Enterprise Resilience Management Blog: Globalization and Resilient Enterprises
The emerging business model of the 21st century is not, in fact, “multinational”. This new kind of organisation – at IBM we call it “the globally integrated enterprise” – is very different in its structure and operations. Many parties to the globalisation debate mistakenly project the twentieth-century multinational on to 21st century global reality. This happens as often among free-market advocates as among those opposed to globalisation.
Tom Barnett’s take on the same letter to the Times
Met a fascinating thinker a while back who noted that it took building architecture quite some time to adjust to the new capabilities forged by the advances in internal skeleton design that kicked off the era of skyscrapers. For centuries (thousands of years, really), architecture was limited by the reality of stacking blocks on top of one another, buttressing here and there, adding the arch, but overall, pretty limited, so buildings all looked basically the same.

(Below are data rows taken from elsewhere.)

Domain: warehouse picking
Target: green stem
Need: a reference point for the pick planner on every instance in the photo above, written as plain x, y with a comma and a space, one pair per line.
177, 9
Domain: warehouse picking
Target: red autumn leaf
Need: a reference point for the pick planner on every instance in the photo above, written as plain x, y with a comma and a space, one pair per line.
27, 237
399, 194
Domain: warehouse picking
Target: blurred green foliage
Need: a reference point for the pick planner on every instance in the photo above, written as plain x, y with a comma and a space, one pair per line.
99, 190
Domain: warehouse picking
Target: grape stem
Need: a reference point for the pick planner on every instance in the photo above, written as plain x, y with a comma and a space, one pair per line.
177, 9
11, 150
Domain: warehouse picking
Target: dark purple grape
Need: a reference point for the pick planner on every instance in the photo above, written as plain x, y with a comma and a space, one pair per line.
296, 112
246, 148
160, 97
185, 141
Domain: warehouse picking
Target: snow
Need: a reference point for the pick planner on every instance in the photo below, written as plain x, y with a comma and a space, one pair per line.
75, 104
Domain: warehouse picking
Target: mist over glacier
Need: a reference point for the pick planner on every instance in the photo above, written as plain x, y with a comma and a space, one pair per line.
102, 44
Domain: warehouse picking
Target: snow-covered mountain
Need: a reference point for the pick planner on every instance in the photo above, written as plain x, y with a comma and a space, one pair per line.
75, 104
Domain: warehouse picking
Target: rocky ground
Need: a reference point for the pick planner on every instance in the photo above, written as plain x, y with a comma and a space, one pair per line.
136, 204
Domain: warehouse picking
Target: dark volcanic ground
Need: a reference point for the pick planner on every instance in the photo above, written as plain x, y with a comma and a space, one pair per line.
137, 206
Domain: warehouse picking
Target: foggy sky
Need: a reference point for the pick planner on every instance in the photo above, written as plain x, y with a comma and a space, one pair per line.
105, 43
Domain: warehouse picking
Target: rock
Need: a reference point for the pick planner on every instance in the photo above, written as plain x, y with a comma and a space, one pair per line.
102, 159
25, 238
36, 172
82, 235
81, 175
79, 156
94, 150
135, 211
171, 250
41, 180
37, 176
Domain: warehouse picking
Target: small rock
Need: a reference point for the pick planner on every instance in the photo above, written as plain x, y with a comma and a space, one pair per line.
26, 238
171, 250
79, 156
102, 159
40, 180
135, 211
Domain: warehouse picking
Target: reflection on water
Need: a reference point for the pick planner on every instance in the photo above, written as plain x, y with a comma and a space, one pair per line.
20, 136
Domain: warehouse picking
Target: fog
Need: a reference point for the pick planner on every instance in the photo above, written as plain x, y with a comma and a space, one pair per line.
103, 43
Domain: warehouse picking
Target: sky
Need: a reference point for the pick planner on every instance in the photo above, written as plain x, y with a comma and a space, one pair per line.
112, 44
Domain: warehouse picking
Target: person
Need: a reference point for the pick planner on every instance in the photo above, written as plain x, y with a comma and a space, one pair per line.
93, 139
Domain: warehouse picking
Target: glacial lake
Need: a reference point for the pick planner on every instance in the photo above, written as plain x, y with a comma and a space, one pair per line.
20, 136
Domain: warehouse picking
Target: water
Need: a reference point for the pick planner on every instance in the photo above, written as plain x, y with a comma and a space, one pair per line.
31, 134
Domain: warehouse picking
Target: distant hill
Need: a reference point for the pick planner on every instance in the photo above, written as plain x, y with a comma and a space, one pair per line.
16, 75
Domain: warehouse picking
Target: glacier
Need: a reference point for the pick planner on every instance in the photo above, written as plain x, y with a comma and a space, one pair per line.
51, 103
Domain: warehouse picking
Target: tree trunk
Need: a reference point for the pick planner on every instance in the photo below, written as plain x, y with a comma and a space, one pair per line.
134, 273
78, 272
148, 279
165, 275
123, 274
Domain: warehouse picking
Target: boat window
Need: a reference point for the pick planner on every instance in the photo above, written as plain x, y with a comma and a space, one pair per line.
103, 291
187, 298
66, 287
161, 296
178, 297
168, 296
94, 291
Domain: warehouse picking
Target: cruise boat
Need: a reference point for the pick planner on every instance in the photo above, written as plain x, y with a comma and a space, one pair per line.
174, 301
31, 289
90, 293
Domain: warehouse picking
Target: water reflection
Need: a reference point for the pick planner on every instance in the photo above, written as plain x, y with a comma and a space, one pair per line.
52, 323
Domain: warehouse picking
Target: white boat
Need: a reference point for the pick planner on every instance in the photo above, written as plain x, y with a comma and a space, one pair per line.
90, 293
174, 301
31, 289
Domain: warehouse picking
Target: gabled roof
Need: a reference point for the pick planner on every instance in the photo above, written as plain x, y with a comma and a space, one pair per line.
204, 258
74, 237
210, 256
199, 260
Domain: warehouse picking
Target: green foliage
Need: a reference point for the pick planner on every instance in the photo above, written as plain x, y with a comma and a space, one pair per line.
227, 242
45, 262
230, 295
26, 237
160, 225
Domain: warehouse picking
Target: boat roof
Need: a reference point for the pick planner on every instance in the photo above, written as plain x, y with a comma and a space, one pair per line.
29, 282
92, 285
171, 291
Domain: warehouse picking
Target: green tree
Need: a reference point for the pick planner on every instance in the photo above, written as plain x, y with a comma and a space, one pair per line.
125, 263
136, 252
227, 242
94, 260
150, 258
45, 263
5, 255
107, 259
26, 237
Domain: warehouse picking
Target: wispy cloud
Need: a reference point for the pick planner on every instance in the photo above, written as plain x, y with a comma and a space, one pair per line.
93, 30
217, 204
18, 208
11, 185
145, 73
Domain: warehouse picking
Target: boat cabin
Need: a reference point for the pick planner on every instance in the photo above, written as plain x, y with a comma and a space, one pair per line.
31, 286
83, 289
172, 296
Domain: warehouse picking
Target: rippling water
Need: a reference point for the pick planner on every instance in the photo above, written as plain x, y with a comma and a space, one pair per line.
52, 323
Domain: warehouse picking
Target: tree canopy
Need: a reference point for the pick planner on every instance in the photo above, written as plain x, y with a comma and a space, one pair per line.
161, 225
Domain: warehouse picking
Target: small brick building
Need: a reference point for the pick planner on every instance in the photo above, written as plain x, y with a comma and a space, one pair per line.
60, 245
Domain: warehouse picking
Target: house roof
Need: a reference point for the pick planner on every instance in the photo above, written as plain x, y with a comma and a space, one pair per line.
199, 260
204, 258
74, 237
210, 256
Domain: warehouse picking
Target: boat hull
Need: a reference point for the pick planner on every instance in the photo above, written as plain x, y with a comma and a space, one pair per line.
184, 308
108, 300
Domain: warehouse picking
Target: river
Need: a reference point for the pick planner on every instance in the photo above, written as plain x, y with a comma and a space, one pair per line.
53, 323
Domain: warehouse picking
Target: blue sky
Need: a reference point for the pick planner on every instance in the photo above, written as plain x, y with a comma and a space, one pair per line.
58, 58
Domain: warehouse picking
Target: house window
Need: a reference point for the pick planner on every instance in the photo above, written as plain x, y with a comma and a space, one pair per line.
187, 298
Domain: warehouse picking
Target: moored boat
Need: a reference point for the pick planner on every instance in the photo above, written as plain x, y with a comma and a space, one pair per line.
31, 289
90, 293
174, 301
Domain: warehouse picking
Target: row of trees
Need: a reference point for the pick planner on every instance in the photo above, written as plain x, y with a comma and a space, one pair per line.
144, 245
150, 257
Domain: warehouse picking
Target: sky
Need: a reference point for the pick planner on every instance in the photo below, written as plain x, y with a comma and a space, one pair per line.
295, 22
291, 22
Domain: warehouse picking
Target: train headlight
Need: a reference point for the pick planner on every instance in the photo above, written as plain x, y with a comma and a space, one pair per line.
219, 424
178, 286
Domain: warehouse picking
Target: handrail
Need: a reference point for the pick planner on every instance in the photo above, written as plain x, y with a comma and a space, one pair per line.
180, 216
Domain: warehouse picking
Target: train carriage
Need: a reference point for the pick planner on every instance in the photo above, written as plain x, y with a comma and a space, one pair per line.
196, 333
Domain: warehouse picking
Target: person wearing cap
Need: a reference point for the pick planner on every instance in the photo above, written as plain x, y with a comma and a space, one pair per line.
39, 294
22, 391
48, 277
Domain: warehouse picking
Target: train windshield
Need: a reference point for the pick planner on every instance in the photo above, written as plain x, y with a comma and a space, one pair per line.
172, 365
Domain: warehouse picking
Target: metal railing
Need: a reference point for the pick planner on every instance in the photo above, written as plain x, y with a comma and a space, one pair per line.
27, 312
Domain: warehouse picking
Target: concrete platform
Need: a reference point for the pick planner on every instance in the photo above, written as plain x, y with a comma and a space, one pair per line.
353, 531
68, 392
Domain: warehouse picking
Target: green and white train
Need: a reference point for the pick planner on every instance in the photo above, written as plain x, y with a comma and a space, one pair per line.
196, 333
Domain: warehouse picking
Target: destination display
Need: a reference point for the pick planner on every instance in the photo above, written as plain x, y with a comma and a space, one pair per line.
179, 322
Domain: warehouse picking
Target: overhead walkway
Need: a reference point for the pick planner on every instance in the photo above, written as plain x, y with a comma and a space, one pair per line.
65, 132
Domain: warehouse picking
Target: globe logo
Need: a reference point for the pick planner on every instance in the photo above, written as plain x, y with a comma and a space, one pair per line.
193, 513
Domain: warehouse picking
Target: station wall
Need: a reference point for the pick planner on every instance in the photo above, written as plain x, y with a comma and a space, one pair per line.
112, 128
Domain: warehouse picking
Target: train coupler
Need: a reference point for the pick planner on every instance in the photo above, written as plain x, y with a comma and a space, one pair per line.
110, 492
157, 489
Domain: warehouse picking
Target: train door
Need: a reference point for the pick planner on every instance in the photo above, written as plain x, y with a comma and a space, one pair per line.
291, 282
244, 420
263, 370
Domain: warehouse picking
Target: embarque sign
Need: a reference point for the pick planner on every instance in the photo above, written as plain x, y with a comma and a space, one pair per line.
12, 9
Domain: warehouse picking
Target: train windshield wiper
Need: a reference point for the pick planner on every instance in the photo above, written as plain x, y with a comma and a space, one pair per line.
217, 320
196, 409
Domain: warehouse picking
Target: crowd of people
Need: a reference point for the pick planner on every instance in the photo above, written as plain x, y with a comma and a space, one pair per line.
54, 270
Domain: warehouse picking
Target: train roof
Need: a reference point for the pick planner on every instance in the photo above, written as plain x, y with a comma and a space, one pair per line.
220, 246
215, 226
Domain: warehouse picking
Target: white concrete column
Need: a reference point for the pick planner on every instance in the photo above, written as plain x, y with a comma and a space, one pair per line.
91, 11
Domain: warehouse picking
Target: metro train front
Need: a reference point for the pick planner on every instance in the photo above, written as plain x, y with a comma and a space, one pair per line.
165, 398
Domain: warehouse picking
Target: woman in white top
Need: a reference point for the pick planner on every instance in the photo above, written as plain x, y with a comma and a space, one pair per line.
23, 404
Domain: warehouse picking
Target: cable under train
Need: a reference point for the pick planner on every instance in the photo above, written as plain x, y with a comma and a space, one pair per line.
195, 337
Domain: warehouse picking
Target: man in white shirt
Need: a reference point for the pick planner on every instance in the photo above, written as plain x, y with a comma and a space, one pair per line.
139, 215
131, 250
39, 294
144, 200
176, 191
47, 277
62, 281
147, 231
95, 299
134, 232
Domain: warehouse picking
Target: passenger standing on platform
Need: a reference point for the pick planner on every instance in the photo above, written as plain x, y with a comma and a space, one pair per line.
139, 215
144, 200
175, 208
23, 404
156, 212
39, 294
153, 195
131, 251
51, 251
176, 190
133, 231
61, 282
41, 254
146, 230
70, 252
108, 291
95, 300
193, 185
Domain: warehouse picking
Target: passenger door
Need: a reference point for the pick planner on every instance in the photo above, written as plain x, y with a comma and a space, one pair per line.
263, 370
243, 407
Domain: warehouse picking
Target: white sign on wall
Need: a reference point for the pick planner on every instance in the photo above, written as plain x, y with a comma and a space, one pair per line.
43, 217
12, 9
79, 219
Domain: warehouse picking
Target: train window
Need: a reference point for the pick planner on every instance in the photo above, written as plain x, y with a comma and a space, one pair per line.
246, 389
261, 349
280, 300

Then came the capacity for internal skeletons made of metal, and yet, quite a few years pass before any new movement arises in architecture to account for this new capacity. Buildings were being built in largely the same way, just taller.
But eventually, architects break that mold and new buildings arise with the new building forms. But naturally, there was a lag, or a lack of imagination that had to be overcome.
This guy’s point was that the same was true for the rise of information technology: we had all this new capacity but kept using it in all the same old corporate structures. This was basically Art Cebrowski’s point about the military: “you’re still thinking largely in terms of platforms instead of the possible net.”